Law enforcement tactical teams engage in a methodical planning process. Borrowed and adapted from the military, these models allow teams to plan and initiate operations in a short amount of time. In my opinion, if there is an area that is lacking in police supervisory training, it is this. A now-retired police supervisor once stated that the most tactical type of question he was asked in any promotional test he ever took had to do with the length of chain on a towed vehicle. Certainly, police supervisors are not promoted based on their tactical acumen. But when in a supervisory position, it is their responsibility to handle logistical and tactical issues in an emergency. With no training in this area, they could learn much from SWAT team leaders. For instance, a standard planning model is SMEAC: Situation, Mission, Execution, Administration and Logistics, Command and Signals.

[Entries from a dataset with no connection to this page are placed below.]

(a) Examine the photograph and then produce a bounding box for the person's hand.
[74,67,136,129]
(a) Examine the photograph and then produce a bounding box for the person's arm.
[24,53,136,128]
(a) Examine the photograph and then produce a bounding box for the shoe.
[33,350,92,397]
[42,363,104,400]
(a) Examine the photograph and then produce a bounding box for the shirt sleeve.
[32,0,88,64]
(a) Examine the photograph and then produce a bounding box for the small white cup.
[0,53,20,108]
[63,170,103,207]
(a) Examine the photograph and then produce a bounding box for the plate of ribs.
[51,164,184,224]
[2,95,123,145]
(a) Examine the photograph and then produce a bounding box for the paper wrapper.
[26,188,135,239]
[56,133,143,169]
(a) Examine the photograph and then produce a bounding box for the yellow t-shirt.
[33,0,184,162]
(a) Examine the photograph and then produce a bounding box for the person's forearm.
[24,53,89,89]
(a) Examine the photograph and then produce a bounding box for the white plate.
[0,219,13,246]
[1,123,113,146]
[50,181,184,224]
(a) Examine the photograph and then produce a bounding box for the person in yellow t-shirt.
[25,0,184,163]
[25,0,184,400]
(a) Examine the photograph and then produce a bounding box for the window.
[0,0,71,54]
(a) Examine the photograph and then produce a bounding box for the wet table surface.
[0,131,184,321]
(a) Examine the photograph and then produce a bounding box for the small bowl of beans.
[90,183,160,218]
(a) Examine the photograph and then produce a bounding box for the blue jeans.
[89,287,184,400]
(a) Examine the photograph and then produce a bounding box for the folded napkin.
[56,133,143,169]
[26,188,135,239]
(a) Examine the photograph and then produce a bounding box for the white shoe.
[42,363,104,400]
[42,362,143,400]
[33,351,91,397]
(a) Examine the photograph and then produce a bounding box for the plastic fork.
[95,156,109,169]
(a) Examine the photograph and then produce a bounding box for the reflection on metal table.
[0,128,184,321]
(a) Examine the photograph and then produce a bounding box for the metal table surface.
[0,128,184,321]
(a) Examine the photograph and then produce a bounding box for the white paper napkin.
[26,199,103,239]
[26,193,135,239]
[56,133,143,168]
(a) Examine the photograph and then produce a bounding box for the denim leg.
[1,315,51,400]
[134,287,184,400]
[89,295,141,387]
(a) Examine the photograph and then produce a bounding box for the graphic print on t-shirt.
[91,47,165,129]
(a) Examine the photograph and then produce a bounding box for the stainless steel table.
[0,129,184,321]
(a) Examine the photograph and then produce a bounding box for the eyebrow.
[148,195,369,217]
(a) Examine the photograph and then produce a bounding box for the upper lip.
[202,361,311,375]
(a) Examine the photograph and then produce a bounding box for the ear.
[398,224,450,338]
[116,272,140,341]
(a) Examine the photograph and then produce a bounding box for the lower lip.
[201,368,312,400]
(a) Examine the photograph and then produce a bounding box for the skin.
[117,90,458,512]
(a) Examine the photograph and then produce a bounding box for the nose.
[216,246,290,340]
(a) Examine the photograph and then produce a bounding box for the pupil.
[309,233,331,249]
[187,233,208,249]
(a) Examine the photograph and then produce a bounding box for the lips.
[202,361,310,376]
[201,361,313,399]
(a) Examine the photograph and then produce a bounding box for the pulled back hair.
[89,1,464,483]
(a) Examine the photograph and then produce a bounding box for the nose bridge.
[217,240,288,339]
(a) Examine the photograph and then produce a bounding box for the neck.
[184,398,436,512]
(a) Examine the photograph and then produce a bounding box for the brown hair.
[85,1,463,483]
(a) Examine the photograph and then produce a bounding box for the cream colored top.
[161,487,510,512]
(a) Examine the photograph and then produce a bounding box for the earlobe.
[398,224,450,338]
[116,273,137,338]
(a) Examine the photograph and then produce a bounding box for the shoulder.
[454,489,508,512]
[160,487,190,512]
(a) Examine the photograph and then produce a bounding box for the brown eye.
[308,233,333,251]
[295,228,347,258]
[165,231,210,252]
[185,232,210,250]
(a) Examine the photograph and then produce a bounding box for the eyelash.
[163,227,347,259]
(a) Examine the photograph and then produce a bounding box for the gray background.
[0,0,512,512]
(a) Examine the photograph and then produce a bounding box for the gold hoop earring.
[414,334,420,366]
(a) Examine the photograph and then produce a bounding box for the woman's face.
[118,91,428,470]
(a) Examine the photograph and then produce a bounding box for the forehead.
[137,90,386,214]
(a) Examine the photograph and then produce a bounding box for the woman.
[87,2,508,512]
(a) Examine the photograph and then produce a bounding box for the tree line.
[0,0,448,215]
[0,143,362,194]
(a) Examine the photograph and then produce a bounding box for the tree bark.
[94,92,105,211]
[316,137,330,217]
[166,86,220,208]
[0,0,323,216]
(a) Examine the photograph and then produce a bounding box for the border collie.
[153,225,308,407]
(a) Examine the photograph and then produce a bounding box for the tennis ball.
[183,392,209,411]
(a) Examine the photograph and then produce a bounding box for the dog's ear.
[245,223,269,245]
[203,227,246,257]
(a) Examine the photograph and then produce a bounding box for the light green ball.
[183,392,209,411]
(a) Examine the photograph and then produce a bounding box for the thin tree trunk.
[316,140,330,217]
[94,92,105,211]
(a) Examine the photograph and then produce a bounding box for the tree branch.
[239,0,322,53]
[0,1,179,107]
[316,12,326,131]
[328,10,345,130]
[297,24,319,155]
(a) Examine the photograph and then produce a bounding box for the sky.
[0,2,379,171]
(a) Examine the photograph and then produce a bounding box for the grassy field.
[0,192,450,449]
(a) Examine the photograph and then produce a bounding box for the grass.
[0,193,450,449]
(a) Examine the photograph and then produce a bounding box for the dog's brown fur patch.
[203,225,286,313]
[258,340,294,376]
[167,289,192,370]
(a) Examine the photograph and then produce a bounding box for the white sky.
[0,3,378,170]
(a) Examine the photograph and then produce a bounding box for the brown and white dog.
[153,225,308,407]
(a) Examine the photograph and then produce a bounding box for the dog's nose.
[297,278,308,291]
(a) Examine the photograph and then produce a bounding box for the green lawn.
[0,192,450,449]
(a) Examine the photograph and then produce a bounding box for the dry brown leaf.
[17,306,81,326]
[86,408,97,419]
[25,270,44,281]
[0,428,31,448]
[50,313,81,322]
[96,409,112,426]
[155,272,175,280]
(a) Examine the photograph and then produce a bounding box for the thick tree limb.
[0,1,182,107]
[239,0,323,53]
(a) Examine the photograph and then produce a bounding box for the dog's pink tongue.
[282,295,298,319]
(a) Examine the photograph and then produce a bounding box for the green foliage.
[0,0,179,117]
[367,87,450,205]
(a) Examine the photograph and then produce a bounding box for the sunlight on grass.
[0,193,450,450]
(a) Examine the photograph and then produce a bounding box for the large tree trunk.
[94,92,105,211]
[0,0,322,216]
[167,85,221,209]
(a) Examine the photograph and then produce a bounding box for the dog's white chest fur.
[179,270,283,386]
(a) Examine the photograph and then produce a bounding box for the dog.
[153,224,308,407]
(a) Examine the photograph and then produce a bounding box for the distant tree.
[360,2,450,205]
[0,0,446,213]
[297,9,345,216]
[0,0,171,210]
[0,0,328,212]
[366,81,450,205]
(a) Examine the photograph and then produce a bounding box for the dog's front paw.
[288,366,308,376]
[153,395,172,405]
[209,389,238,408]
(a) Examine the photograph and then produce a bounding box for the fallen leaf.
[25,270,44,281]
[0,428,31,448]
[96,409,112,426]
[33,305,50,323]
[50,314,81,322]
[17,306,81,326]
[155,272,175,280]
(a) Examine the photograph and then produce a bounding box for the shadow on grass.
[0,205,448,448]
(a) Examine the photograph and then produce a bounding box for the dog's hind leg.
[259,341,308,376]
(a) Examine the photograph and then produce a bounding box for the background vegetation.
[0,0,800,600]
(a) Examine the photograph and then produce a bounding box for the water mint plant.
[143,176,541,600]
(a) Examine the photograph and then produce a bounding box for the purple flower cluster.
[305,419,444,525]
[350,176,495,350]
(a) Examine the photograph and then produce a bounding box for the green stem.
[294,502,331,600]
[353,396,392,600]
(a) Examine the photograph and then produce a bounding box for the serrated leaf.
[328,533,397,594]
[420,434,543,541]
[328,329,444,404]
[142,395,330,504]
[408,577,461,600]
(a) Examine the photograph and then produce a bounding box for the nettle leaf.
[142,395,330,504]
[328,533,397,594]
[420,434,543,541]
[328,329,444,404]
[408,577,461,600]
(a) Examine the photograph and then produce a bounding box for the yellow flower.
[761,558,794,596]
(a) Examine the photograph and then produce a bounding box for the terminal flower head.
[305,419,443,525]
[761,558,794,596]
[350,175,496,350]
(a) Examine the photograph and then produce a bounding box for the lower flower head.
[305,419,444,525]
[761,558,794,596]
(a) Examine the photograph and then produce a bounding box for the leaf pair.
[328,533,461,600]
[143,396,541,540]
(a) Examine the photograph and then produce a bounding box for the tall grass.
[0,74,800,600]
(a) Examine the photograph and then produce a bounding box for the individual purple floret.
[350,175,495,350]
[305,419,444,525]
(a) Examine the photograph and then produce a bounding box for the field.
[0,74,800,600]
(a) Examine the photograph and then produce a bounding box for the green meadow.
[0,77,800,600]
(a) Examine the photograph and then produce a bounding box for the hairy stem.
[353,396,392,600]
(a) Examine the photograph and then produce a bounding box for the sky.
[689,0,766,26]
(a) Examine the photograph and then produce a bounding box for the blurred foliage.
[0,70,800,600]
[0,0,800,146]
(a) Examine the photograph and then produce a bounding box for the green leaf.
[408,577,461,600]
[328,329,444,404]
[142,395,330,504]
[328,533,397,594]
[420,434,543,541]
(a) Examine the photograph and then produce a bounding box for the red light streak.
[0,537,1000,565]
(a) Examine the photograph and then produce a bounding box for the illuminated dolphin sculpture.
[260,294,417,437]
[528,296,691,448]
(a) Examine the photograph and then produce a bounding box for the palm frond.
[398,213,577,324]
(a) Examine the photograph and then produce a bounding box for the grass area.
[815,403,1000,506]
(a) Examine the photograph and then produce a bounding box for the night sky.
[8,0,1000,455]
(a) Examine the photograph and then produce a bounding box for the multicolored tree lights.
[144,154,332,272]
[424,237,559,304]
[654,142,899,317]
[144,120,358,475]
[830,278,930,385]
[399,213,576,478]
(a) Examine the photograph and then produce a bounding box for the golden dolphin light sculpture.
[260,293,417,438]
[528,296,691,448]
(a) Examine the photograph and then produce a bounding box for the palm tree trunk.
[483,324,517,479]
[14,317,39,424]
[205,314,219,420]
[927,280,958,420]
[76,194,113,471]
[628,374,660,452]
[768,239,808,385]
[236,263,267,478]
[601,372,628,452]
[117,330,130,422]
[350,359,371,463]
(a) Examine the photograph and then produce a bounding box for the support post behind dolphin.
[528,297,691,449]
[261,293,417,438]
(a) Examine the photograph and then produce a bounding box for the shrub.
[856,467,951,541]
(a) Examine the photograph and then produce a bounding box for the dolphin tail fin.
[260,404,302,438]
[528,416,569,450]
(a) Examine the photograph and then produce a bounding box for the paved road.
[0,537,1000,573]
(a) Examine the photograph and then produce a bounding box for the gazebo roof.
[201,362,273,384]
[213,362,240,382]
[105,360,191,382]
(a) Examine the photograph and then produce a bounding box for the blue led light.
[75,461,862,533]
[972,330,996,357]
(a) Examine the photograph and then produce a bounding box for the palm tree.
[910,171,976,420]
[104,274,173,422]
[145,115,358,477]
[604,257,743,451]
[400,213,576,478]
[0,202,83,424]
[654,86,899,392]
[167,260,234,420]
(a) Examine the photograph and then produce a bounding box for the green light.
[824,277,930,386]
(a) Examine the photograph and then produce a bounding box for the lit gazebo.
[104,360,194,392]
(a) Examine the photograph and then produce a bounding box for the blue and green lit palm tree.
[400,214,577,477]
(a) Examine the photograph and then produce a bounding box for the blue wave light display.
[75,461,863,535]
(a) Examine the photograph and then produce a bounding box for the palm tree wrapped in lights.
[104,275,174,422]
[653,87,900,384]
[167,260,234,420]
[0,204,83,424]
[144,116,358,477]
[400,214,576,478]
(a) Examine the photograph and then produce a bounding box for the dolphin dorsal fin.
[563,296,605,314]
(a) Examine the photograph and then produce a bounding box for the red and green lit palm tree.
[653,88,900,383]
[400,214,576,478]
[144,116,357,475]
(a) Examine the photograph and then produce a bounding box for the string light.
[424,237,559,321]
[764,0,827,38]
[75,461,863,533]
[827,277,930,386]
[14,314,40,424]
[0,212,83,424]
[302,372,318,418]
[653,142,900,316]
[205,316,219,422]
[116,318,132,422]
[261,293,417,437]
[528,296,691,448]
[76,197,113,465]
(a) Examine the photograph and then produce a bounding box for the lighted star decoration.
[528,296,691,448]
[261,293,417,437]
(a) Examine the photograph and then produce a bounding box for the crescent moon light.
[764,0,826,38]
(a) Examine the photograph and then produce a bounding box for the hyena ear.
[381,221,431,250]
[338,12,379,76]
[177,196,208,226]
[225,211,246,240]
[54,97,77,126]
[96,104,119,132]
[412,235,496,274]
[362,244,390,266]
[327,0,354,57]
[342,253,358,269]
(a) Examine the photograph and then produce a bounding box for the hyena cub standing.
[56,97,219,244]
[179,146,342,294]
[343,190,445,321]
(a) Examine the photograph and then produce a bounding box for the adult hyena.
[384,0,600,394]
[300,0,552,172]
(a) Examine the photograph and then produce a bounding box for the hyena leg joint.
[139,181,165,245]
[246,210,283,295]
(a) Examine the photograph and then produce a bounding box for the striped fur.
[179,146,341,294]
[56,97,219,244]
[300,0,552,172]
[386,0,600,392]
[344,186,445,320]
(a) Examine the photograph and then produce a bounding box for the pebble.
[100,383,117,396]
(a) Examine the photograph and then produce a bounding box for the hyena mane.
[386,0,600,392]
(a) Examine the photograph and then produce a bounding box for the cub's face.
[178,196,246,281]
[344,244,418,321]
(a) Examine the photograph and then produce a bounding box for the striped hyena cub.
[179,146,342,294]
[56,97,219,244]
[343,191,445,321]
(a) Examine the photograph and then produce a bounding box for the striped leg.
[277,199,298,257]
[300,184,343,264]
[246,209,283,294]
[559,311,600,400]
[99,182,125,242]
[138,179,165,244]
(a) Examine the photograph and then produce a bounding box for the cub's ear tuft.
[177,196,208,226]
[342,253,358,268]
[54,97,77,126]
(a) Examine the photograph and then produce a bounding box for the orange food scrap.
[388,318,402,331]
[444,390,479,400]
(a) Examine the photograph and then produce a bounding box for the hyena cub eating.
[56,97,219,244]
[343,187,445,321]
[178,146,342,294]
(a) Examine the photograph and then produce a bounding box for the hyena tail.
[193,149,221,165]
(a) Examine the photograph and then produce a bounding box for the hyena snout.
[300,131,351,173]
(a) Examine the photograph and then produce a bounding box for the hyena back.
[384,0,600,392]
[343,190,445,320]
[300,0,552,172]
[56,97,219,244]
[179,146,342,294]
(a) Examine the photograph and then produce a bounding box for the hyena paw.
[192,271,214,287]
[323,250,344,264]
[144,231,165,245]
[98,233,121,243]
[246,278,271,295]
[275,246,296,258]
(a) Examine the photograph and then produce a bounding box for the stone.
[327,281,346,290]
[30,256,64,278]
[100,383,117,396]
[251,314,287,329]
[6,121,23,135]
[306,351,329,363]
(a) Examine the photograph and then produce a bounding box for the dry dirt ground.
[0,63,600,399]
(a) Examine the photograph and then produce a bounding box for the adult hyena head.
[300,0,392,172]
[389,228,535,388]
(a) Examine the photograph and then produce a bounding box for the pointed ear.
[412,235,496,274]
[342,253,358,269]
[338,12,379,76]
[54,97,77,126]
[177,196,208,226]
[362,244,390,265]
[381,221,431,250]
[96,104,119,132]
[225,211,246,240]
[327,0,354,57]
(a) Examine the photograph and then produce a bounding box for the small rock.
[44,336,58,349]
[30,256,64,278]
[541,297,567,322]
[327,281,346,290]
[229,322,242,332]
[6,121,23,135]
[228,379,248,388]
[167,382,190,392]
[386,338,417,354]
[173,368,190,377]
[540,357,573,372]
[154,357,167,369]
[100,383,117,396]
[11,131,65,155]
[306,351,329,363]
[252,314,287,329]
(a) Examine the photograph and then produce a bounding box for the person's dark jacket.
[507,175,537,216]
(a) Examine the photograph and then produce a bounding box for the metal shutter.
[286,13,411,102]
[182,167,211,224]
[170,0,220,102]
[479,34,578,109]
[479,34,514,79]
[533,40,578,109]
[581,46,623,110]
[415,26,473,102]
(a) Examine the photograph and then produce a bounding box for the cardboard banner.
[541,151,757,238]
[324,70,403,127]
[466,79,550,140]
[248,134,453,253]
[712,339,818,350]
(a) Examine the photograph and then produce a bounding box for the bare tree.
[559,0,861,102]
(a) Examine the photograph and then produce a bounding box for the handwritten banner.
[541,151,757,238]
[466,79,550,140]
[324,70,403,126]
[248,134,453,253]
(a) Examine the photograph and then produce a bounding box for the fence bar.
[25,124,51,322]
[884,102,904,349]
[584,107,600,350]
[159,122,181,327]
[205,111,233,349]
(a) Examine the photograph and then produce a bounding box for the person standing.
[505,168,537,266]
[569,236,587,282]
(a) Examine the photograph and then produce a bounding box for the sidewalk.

This planning model gets supervisors and officers focused on what they face, what they want to do, how they are going to accomplish their mission and how they will support and communicate it. A patrol supervisor that has no experience in this area can be quickly overwhelmed with all the minutia that rears its ugly head during any type of unusual situation, be it a barricaded bad guy, shooting or riot. A plan sketched out in the dust of a trunk lid is better than no plan at all. And as someone much wiser than I stated, "Those that fail to plan, plan to fail."
The ability of a group of officers to work together to solve a problem is the reason that police tactical teams succeed. No supervisor or patrol officer, regardless of skill, can achieve as much or be as successful as a group working together. Whether it's you working with your partner or other officers on your shift, you must take the time to come up with basic strategies and tactics. Whether it is employing the excellent tactic of contact and cover as developed and propagated by the San Diego Police Department, or you or a supervisor taking the time to talk about how you and your fellow officers will approach certain calls, these strategies and tactics when deployed in an actual incident will pay massive performance dividends. When on-duty officers responded to the Trolley Square Mall in Salt Lake City recently after a gunman went on a rampage, they quickly entered the mall in a rapid deployment strategy where they assisted off-duty officer Kenneth Hammond, and were able to neutralize the gunman. This combination of well-trained and -equipped officers working together to execute a well-thought-out and pre-planned tactical concept stopped a shooter in minutes who certainly hoped to wreak more damage and devastation on mall-goers.
Tactical planning and operational concepts are not limited just to SWAT. Street officers, investigators and supervisors can learn much from police tactical teams. By focusing on the best that SWAT offers law enforcement and applying sound tactical concepts across the board, we can deploy more safely, plan more methodically and soundly and decrease officer and citizen injuries. That is a goal that is common to all and whether in a patrol uniform, a suit and tie or tactical team BDUs, we should strive to work and learn the best and safest way to police in what can sometimes be very challenging world.